4. Live outside as much as you can
Parks, picnics, dinner in the backyard. Beach, bushwalks, camping, swimming. ALL of these things are so much fun with little ones. It takes a bit of forward planning, but being outside is good for all of you. Double bonus: mess stays outside of your house too!
5. Try ‘go with the flow’ days
I try this at least once a week, usually the midweek day I am home. On these days, we head to the pool or the park. The rest of the day is toys in the back room that can be spread anywhere, until 4pm - when I whack out the vacuum and pack everything away.
6. Take care of you
Choose two or three things that REALLY matter to you and lock them in, no matter what. Exercise, meditation, coffee mornings with other mum friends, or date nights with your partner. You are worth taking care of too!
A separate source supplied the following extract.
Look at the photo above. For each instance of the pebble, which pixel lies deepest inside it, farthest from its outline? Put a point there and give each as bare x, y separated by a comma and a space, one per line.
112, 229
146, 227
7. Late afternoon walks for the win
My boys are so much calmer in the evening if they're - well - worn out! About 4pm, once we've packed away the toys, we grab a scooter, pram and ball and head down to the local bike path for a wander. Some days we manage half an hour, other days it can be just 15 minutes. But this last bout of energy expenditure always pays dividends.
This too shall pass
It sounds like a cliché, and it's also VERY challenging to do when you’re tired, and life just seems like a neverending list of tasks and demands and very little time-out ... but just try to remember this is a stage of life. Not the rest of your life.
Here I am with a five-year-old who will be at school next year, and all those lazy park afternoons will be a lovely memory.
As my lovely Greek neighbour says to me, enjoy your kids when they’re young because life takes care of the rest.